Although they are universal rights, states have almost exclusive responsibility to implement them for their own nationals.
UDHR emphasis on the individual
All rights included in the UDHR are rights of individuals.
Even when group membership is essential to the definition of a human right, that right is held by individual members of the group not by the group itself.
Still individual rights can be seen as a "social practice" - individuals shape and are shaped by human rights.
What is dignity? What are the approaches to defining it?
No real definition.
-Too vague, just a language thing.
- Rooted in intrinsically valuable aspects of being human.
- A "transcendental" norm.
Overlapping consensus approach:
- Different people different conceptions of dignity.

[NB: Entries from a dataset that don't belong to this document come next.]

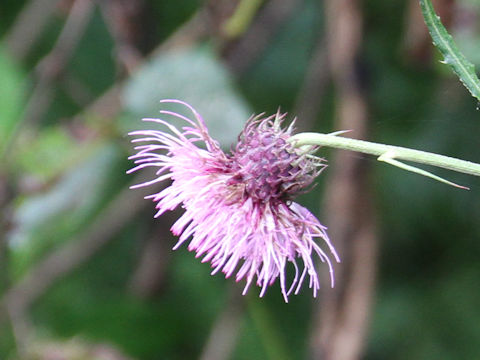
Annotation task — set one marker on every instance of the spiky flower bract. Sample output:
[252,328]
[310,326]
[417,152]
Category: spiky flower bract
[239,214]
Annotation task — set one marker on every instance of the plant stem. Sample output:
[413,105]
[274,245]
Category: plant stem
[394,152]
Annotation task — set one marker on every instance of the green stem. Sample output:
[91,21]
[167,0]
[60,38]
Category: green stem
[393,152]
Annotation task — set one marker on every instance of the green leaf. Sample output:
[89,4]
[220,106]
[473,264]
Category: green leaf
[196,76]
[453,57]
[11,99]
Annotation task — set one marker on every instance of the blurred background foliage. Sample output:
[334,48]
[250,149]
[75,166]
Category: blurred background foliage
[86,273]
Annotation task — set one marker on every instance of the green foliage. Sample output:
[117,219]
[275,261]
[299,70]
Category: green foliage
[453,57]
[11,99]
[62,173]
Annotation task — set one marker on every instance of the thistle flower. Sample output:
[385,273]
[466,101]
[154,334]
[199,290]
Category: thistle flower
[239,214]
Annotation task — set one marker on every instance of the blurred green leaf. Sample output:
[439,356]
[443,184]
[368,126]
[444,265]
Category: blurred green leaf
[45,219]
[11,99]
[195,76]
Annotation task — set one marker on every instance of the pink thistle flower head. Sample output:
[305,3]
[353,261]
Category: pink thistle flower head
[239,214]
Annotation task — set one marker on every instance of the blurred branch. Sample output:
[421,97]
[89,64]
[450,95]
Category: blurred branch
[51,67]
[240,54]
[341,321]
[149,275]
[309,99]
[28,26]
[223,336]
[62,261]
[125,20]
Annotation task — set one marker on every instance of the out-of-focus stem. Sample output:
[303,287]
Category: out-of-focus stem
[395,152]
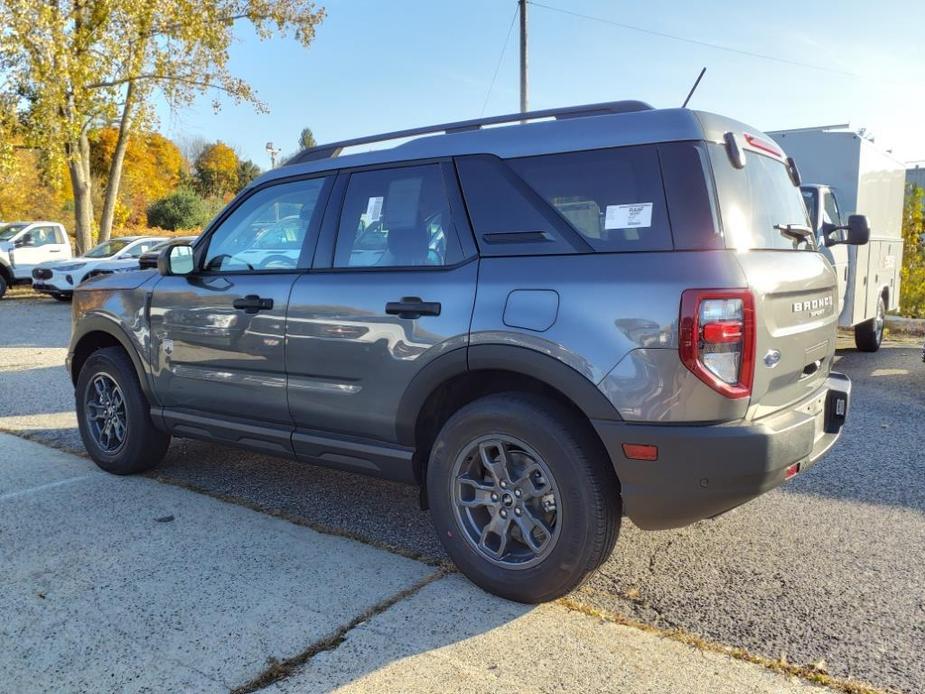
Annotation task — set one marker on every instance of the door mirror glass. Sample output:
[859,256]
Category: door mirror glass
[176,260]
[855,233]
[858,230]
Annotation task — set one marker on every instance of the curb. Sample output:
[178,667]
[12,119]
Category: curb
[909,326]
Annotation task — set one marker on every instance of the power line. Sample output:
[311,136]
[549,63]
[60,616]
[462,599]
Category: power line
[697,42]
[500,60]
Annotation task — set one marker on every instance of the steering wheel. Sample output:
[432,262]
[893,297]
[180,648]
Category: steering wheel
[216,262]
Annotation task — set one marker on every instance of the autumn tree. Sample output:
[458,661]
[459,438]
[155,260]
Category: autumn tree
[70,66]
[153,167]
[216,170]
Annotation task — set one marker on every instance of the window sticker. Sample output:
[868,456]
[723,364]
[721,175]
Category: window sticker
[374,209]
[632,216]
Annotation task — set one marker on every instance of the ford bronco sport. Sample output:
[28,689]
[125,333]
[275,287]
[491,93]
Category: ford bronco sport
[602,311]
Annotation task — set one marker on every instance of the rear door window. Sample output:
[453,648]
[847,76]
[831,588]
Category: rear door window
[756,199]
[613,198]
[397,217]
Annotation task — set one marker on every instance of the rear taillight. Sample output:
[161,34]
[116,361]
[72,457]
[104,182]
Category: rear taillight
[717,341]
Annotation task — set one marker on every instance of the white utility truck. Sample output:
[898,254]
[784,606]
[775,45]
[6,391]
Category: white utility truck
[23,245]
[844,174]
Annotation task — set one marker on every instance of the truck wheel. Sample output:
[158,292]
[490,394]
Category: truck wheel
[114,417]
[869,334]
[523,498]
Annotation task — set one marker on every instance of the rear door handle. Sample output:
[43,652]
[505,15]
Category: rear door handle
[412,307]
[253,303]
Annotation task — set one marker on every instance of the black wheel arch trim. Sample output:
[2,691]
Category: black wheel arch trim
[95,323]
[521,360]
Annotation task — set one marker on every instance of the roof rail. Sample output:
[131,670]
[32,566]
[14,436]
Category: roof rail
[333,149]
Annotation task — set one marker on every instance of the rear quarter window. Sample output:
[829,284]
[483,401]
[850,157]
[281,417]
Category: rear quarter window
[613,198]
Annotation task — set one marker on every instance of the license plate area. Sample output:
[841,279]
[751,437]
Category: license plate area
[836,411]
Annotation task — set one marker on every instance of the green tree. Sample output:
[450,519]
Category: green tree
[217,171]
[71,66]
[182,209]
[307,139]
[912,295]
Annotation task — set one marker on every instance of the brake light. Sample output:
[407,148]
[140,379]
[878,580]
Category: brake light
[717,338]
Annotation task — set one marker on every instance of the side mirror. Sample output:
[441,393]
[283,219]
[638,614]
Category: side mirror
[857,232]
[175,260]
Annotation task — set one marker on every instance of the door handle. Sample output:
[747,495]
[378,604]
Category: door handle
[412,307]
[253,303]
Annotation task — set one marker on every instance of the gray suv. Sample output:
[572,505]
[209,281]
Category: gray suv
[593,312]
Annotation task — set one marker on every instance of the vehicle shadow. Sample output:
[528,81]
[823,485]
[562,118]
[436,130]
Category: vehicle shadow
[34,322]
[880,458]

- Law bodies shape our understanding of life and dignity.
What do human rights require?
- Protections of personhood/agency: substantive understanding.
- Autonomy - free of oppression.
- Real choice - education, information and association.
- Minimum material resources to follow one's choice.
- Liberty to pursue one's chosen path.
- Not rights to anything that promotes human good or flourishing but to an austere protection of personhood.
- Rights of a functioning historical and socially embedded human agent.
Normative agency: "our capacity to reflect on, to choose and to pursue what we ourselves decide is a good life."
Status to be protected by human rights.
Personhood: Autonomy, liberty, and minimum provision.
Right to an austere protection of personhood.
Rights of a functioning historical and socially embedded human agent.
Political approaches to human rights
Rights that actually work.
"it is not a matter of knowing which and how many rights there are, what their nature is and on what foundation they are based, whether they are natural or historical, absolute or relative; it is a question of finding the surest method of guaranteeing rights and preventing their continuing violation" - Norberto Bobbio (1996, p12)
"there is no strong foundation for human rights" - "or, what amounts to the same thing, there are multiple, or inconsistent, 'foundations'" Jack Donnelly (2003, pg20)
"there are no such rights, and belief in the is one withe belief in witches or unicorns" - Alistair MacIntyre (1981, p67)
This requires an effective state, that is, a state that enforces rights.
What happens when a state fails to enforce human rights?
A state fails when it is indifferent to human rights violations, or be too weak to defend them.
"Right to intervene" - "the exercise of this right of protection or prevention is dependent on the actions of international institutions and major powers that have the economic and military resources to intervene" (Chandler, 2005 ,p181).
Paradox: the ends of human rights (equal freedom and dignity) and the means used to implement or secure them (the power of the stronger).
Human rights are "granted" or "allowed" by the powerful to the powerless.
What are the responsibilities of duty bearers?
- Not to deprive
- Protect from deprivation
- Provide effective enjoyment
- Aid the deprived
In principle all duties apply universally to all social actors.
HR laws attribute duties to protect, provide and aid the deprived almost exclusively to states.